Conforme os registros e depoimentos apurados, Vinhosargentinos vai descobrindo neste Dossiê exclusivo algumas pérolas e projetos de exploração. Um deles, encontra-se na região mais fria da Argentina e no extremo Sul do mundo. Exatamente em Sarmiento, ao Sul do Chubut. Juan Pablo Murgia, enólogo da vinícola Otronia, apresenta uma nova Patagônia extrema: “Ela é virgem e especial pelo seu alto grado de pureza e naturalidade. É única, pela combinação do clima com diversos solos de areias eólicas, argilas de origem lacustre e do carbonato de cálcio que há no local graças as rocas que caem do rio Senguer da Cordilheira dos Andes e desembocam no lago Musters” conta Murgia. “Durante o ciclo vegetativo da planta, há temperaturas extremas. Para evitar danos pelas geladas e como defesa dos ventos típicos, utilizamos sistemas de aspersão. Ao controlar esses fatores, observamos um caráter e um perfil sensorial especial nos vinhos, com níveis de acidez difíceis de obter em outras regiões do país” explica, quem produz, principalmente, Pinot Noir, Chardonnay, Gewurztraminer e Pinot Grigio.
Para o jovem enólogo Agustin Lombroni, proprietário do pequeno projeto familiar Dominio de Freneza, “meu sonho era cultivar na terra onde eu nasci e cresci” confessa, quem começou na enologia aos 17 anos. Ele trabalhou em Mendoza, Nova Zelândia, Estados Unidos e em Pomerol e Château Le Pin, na França. Hoje, junto a sua família, ele escolheu um vinhedo do ano 1946, em um pequeno município rural chamado Mainque. “No Alto Vale do Rio Negro, praticamente, não se precisa utilizar enxofre nem cobre. O vento protege o vinhedo dos fungos. Uma fotografia típica daqui são os álamos. Nós temos muitos; eles protegem as vinhas dos fortes ventos, que, mesmo assim, o fator vento é ótimo para manter a uva saudável. Só que muitas vezes, superam os oitenta quilômetros por hora e podem quebrar os brotos das plantas” opina Agustin a Vinhosargentinos. “O solo, rico em argila, precisa ser trabalhado. A disponibilidade hídrica é incrível o ano todo, é água que cai desce do degelo de Los Andes, e todo o sistema de rego que se produziu a fines de 1900 foi feito a mão pelos nossos antepassados”, afirma, quem produziu em 2020 menos de dez mil garrafas de Pinot Noir.

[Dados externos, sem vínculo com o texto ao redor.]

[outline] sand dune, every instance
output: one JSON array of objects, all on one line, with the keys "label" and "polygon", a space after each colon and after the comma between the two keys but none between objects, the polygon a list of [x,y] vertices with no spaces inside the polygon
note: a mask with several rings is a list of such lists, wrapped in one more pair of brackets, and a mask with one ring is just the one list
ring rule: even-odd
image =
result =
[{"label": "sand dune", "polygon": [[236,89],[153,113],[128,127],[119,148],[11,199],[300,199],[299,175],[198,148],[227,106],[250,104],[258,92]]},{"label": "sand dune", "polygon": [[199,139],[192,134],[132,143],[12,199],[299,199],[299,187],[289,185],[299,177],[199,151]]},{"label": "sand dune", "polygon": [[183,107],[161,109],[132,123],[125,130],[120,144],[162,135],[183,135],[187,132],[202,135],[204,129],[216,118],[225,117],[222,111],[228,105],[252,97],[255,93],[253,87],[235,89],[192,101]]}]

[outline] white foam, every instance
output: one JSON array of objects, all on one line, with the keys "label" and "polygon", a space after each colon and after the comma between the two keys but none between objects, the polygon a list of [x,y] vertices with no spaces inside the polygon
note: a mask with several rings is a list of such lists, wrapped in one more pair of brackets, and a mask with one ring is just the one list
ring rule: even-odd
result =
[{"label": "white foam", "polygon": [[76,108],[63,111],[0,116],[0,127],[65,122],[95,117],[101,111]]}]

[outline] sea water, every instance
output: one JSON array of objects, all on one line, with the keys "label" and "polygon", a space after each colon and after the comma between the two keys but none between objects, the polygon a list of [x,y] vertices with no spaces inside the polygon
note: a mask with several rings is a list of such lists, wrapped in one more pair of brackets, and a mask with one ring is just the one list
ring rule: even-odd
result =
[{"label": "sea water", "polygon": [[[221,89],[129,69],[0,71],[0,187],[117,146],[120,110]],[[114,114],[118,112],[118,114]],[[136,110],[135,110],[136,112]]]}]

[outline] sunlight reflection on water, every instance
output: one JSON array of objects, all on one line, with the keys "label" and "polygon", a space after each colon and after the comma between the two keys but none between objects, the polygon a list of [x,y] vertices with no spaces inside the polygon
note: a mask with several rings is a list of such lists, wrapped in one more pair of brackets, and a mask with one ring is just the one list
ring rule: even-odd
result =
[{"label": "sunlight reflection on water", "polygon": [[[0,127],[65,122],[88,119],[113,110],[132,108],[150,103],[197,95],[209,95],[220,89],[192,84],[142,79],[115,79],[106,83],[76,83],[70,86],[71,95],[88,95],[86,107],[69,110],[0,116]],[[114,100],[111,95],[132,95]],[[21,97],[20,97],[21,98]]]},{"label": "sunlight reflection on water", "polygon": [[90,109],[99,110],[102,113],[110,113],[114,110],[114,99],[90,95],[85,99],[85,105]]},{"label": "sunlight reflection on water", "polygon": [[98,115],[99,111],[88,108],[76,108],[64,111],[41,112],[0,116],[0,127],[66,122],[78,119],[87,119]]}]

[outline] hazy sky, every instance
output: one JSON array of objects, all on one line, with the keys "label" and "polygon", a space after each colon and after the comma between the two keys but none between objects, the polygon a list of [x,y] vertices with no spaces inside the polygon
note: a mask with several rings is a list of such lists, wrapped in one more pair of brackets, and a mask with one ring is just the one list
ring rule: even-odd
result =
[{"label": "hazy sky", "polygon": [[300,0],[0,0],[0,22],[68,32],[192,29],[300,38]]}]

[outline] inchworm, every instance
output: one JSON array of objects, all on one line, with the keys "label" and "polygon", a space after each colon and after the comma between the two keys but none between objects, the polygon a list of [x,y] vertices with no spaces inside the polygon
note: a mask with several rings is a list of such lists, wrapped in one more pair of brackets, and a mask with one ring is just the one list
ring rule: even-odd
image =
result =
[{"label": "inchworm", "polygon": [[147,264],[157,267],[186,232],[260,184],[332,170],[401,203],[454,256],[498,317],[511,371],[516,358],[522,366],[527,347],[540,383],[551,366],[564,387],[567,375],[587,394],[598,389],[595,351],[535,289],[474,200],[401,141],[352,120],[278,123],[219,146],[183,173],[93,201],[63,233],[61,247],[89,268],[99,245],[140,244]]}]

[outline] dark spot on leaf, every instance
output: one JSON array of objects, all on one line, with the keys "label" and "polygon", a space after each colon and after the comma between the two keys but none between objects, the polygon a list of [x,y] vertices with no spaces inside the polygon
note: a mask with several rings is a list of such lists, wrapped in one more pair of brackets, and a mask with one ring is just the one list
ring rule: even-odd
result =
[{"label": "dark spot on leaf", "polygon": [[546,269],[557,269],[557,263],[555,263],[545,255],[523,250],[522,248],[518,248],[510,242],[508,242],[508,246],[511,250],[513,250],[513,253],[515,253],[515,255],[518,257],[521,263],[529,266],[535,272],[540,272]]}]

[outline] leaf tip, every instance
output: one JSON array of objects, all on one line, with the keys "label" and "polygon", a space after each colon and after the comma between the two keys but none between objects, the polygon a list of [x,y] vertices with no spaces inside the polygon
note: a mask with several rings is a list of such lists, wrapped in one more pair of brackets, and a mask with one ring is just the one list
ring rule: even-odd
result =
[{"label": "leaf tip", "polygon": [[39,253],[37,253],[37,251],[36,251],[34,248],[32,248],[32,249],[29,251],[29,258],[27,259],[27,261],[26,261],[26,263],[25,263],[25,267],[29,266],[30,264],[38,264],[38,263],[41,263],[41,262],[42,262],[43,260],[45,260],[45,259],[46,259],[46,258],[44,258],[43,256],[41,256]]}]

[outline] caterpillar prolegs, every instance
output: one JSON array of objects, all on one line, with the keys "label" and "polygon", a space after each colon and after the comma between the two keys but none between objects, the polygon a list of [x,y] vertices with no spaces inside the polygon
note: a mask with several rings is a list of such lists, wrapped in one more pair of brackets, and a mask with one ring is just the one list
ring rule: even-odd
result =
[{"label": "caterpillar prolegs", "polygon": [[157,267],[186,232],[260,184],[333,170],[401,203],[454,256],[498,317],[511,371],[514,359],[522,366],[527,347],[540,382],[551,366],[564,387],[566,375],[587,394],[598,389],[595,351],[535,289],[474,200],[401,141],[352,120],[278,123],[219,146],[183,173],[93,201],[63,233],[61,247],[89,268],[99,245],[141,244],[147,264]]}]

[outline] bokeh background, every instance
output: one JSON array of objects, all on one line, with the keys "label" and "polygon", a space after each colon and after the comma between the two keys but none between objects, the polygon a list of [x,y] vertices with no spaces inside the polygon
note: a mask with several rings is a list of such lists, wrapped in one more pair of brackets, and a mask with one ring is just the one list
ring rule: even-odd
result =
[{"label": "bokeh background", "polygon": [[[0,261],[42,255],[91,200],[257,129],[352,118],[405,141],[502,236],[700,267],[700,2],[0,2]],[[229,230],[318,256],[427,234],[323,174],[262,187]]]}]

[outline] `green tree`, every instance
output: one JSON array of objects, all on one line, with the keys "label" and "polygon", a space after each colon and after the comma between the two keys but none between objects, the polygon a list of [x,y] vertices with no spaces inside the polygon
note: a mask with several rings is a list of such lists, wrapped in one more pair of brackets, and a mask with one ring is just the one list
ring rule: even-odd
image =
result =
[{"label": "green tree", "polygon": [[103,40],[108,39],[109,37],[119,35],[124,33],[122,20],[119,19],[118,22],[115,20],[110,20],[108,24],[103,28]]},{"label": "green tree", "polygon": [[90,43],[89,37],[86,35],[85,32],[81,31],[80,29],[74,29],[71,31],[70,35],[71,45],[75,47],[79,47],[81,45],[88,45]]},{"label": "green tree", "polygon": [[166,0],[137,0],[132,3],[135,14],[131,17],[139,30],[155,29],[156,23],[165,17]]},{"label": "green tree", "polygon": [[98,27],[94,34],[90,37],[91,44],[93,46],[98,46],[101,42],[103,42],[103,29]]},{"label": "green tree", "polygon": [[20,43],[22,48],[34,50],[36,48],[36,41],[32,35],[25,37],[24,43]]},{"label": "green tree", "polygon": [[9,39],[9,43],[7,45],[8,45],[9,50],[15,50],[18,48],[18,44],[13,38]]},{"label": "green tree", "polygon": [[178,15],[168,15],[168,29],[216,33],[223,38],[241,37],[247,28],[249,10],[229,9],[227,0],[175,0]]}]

O enólogo Sergio Rodriguez, da vinícola Viñas del Nant y Fall, fala com orgulho sobre o terroir do Trevelin, ao noroeste da província de Chubut, em plena Cordilheira dos Andes: “Somos um dos vinhedos mais austrais do planeta. As plantas convivem com geladas todo o ciclo produtivo, (temperaturas de zero graus e até menos), isso nos obriga a protegê-las com uma capa de gelo gerada por uma aspersão. Graças a essa proteção da planta do frio exterior, os aromas, os sabores e a cor dos vinhos, se intensificam por cima dos parâmetros tradicionais. Por exemplo, o nosso Pinot Noir possui um brilho mais intenso”.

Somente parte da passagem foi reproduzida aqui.